Thirty-Two: I Should Find It Vaguely Alarming

Utterly Forgettable | MM Romance | Complete

"Get in here quick and start undressing," Emma called from her bedroom. Josh poked his head around the connecting door to her office.

"I thought we'd already established I don't swing that way," he said, suppressing a grin.

She wheeled herself into his field of vision dressed, of all things, in a swimming suit. "Ass."

The pun was too easy to pass up. "Yes, my preferences tend more towards that general area."

Something hit him on the face — when had she learned to aim?

"''Ass' as in 'don't be one'. Dress those.

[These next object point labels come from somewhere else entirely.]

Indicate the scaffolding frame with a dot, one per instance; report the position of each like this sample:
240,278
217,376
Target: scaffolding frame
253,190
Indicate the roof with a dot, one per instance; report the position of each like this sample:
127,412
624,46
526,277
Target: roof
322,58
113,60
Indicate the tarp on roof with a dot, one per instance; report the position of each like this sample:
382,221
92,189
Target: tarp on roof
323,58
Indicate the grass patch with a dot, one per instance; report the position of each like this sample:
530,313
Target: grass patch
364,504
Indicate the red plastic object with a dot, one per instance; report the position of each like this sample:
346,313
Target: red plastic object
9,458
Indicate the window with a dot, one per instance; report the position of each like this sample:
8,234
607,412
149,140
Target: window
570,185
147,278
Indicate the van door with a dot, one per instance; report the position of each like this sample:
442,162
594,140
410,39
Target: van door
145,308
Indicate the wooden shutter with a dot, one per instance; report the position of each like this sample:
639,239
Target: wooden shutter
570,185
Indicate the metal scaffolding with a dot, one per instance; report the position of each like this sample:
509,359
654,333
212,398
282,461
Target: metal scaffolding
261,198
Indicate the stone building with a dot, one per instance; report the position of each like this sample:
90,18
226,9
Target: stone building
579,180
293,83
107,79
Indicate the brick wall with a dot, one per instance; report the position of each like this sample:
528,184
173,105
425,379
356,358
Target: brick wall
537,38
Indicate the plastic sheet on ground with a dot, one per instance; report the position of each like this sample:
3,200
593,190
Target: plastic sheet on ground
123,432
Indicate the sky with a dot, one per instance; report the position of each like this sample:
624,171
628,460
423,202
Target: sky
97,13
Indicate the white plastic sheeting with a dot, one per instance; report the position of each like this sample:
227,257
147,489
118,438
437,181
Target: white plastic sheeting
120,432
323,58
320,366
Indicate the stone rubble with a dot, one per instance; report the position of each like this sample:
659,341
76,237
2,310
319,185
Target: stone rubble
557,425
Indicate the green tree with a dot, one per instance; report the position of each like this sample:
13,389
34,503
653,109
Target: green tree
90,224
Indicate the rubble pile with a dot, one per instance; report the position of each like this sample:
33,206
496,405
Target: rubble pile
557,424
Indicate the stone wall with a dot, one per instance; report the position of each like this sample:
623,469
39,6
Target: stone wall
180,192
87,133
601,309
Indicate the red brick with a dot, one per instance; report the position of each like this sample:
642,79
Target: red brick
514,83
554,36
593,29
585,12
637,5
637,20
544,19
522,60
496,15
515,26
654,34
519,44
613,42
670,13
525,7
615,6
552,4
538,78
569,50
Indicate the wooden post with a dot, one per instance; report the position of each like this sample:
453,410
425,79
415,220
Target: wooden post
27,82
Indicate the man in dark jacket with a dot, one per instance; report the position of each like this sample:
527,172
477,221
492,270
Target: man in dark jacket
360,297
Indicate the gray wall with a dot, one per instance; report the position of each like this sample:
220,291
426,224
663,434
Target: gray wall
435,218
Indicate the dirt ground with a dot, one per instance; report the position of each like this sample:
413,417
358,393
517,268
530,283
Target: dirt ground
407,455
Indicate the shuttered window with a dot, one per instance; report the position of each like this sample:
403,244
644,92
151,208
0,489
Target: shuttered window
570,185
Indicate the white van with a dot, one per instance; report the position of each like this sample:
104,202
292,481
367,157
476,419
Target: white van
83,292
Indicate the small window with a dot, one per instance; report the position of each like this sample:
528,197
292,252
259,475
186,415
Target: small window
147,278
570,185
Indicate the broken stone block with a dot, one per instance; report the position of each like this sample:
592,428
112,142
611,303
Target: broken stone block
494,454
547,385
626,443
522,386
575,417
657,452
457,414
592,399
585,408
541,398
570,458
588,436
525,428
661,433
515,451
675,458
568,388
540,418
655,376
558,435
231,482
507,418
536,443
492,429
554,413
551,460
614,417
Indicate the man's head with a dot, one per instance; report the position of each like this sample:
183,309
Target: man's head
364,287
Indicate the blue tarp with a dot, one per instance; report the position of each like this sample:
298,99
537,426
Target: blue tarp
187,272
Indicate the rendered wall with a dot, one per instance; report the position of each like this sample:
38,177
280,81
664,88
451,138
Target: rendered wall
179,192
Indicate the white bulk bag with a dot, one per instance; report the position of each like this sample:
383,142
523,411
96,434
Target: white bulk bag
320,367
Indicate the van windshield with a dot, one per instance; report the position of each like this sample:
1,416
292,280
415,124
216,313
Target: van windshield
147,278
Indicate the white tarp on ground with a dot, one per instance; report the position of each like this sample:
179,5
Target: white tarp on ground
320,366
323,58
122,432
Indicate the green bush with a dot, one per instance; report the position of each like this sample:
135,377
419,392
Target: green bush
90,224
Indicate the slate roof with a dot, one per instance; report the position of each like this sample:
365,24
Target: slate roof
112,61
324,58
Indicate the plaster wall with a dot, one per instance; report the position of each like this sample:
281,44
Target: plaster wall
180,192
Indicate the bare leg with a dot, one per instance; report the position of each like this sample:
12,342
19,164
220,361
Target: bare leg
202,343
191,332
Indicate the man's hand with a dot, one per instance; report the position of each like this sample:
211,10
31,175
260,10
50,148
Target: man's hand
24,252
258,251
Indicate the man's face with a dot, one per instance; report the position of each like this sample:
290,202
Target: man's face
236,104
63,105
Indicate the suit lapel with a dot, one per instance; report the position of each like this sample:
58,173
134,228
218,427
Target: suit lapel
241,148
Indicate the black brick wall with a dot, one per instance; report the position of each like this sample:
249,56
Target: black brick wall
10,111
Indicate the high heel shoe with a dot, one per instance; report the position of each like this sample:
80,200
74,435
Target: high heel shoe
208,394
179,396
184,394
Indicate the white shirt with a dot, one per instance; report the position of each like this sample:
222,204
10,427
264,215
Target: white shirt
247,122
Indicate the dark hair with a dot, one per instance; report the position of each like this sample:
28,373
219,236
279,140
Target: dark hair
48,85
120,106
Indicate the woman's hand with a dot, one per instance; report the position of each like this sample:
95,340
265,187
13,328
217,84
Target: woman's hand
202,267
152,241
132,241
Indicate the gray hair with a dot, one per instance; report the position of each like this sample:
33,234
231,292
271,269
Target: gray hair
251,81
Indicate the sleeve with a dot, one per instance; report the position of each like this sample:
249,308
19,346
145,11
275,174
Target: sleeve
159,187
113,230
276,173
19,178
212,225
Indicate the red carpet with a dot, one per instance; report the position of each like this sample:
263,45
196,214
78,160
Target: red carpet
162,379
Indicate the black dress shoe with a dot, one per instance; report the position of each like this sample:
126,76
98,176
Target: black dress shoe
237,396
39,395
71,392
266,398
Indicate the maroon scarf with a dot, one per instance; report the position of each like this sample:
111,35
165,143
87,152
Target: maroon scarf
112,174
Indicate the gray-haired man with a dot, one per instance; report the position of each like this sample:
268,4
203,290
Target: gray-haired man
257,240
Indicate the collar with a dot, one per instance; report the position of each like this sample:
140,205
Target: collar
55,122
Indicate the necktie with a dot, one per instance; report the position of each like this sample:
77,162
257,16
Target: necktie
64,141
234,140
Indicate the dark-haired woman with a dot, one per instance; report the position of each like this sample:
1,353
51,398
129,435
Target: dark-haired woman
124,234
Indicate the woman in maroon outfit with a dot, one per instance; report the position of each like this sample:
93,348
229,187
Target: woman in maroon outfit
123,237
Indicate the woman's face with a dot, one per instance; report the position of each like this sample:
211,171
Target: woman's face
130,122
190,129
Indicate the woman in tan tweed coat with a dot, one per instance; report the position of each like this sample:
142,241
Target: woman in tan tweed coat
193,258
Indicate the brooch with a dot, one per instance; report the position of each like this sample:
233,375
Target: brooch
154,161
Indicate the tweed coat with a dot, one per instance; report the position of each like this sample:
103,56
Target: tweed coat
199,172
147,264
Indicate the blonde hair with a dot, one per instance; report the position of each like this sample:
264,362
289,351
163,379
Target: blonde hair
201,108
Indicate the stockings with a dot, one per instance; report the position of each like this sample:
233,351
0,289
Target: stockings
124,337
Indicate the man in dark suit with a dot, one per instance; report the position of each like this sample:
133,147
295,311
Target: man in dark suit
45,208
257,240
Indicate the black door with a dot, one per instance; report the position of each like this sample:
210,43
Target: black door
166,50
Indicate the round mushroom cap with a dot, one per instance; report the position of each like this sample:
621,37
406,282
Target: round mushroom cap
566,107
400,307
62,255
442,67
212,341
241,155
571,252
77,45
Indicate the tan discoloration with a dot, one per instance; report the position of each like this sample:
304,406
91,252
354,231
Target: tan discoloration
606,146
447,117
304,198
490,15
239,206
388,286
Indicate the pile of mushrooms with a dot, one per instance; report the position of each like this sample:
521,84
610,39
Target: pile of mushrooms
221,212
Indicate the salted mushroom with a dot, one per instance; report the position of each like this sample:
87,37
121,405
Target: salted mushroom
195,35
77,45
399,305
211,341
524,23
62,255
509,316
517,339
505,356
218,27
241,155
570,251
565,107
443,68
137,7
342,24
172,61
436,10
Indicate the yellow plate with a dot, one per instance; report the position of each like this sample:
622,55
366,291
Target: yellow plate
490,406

You're taking me swimming."

"You bought me swimming trunks? I think I should find it vaguely alarming that you know my size."

"I know many things, minion. Most of them alarming. Hurry up. Glorious sunshine beckons."

In her office, he slid out of his trousers and underwear before putting the trunks on. He'd been right — they were exactly his size. Emma was already brandishing an inflatable mattress as he walked in the bedroom. "Blow this. Spare me comments on general preferences."

Damn it, did she always have to have the last laugh?

#

"— and, of course, I went without him. I actually wanted to get there on time, and you know how it goes. He loves me —," Michelle was saying.

"—just not as much as he loves his beard," Emery finished for her.

"Lies," Mark countered, mock offense in his tone, "all of it, baseless lies. And you," he pointed an accusing finger at Emery, "I came to you as a healer, and this is how you repay me?"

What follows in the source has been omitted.